- Venue: Shelbourne Park
- Location: Dublin
- End date: 31 July

= 1937 Irish Greyhound Derby =

The 1937 Irish Greyhound Derby took place during July with the final being held at Shelbourne Park in Dublin on 31 July.

The winner Muinessa was owned by Nuala O'Byrne.

== Final result ==
At Shelbourne Park, 31 July (over 525 yards):

| Position | Name of Greyhound | Breeding | Trap | SP | Time | Trainer |
|---|---|---|---|---|---|---|
| 1st | Muinessa | Slanebeg - Won But Lost | 5 | 6-1 | 30.85 | Nuala O’Byrne |
| 2nd | Western Skipper | Mechanical Cut - Truthful Goddess | 6 | 6-4f | 31.01 | Tom Black |
| 3rd | Tee Bawn |  | 2 | 5-2 | 31.07 | J Kenny |
| 4th | Sure Line |  | 2 | 10-1 |  | Graham |
| unplaced | Another Sunville |  | 4 | 7-1 |  | O’Callaghan |
| unplaced | Blackstream Bridge | Nora's Cutlet - Eagles Reel | 3 | 5-1 |  | Michael Sheehan |

=== Distances ===
2, ¾

==Competition Report==
In the final Muinessa came out top in a very competitive final with all greyhounds showing in the final. Blackstream Bridge, Tee Bawn and Western Skipper all vied for the lead until the third bend before the other three greyhounds Muinessa, Another Sunville and Sure Line all joined them.
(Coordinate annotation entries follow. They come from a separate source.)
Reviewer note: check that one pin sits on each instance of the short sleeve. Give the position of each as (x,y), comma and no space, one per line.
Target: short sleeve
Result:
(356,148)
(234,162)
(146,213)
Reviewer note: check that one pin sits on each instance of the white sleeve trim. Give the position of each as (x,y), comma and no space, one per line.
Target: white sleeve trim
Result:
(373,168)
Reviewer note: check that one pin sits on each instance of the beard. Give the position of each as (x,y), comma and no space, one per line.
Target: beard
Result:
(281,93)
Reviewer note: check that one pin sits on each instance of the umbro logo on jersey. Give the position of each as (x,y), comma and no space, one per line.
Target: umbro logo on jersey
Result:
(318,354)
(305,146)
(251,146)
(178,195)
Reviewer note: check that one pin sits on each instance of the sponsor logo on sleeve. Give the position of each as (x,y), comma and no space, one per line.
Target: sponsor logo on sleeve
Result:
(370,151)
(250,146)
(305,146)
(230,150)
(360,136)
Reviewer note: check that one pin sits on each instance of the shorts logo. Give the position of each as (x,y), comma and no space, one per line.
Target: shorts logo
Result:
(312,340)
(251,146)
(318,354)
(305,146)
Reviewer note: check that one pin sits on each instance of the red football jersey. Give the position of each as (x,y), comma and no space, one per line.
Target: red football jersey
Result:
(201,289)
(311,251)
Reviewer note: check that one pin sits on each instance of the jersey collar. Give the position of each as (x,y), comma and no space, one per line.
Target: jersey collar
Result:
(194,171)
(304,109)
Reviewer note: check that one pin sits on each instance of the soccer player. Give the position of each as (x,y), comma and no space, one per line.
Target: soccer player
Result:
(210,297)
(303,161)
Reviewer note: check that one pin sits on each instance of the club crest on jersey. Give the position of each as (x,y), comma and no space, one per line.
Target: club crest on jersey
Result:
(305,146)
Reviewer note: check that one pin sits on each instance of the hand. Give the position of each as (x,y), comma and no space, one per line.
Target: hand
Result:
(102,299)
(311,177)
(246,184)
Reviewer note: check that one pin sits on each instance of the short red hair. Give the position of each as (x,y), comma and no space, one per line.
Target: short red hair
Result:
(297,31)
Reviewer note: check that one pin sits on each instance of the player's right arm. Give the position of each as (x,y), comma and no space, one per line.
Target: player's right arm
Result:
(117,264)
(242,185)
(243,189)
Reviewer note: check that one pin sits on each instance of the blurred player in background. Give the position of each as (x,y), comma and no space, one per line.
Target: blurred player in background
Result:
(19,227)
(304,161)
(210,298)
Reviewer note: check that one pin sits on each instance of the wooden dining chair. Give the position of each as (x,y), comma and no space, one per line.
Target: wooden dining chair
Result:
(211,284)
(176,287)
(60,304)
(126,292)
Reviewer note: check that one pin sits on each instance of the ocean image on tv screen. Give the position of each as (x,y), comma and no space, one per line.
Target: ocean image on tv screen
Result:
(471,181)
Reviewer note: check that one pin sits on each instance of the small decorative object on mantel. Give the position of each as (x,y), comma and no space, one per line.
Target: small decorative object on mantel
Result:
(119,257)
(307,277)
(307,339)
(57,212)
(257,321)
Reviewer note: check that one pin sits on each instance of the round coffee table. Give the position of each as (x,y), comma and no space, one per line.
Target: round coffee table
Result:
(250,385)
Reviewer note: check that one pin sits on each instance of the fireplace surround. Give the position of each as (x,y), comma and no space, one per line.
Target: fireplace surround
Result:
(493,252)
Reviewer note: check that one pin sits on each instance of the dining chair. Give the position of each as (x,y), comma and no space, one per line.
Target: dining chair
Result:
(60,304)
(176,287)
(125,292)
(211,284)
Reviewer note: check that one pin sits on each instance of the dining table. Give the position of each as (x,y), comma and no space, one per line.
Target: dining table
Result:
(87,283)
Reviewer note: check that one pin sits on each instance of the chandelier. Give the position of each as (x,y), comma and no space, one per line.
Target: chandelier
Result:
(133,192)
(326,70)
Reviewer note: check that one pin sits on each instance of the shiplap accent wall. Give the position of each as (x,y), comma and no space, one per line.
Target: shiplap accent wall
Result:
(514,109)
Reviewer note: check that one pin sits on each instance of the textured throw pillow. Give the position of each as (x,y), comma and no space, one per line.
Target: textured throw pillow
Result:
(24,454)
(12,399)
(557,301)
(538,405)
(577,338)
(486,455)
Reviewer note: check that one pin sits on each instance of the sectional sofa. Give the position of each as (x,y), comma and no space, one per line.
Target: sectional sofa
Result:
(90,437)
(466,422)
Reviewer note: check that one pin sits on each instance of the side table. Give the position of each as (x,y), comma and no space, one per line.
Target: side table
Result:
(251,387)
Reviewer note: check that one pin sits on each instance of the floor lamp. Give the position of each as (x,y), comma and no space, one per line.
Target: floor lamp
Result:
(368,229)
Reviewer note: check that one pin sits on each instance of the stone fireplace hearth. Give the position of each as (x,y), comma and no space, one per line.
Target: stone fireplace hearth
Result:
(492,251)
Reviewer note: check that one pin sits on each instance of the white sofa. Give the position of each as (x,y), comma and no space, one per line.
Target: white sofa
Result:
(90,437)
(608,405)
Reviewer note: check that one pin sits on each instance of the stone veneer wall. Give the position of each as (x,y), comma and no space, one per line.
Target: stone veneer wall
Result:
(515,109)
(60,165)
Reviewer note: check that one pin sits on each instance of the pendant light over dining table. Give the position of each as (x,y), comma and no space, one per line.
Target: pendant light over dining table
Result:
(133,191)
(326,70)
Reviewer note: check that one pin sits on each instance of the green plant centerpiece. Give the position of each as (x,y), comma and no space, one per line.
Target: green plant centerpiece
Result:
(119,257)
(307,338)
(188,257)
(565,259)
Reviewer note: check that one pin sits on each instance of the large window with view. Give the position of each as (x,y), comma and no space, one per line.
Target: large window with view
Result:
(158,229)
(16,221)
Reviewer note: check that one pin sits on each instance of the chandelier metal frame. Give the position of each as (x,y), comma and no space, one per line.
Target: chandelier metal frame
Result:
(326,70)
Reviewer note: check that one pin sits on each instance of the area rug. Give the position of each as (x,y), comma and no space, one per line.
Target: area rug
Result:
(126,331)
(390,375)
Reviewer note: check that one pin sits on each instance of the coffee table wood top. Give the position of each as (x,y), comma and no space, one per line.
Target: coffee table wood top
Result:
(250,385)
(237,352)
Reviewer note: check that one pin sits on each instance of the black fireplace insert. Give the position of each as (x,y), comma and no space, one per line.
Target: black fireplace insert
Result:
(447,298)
As the pack approached the fourth bend Western Skipper was marginally ahead before a decisive late burst of pace by Muinessa sealed the win.

Muinessa was bred by Simon Garrahan and owned by his niece Nuala O’Byrne and the final was a one-two finish for County Westmeath connections.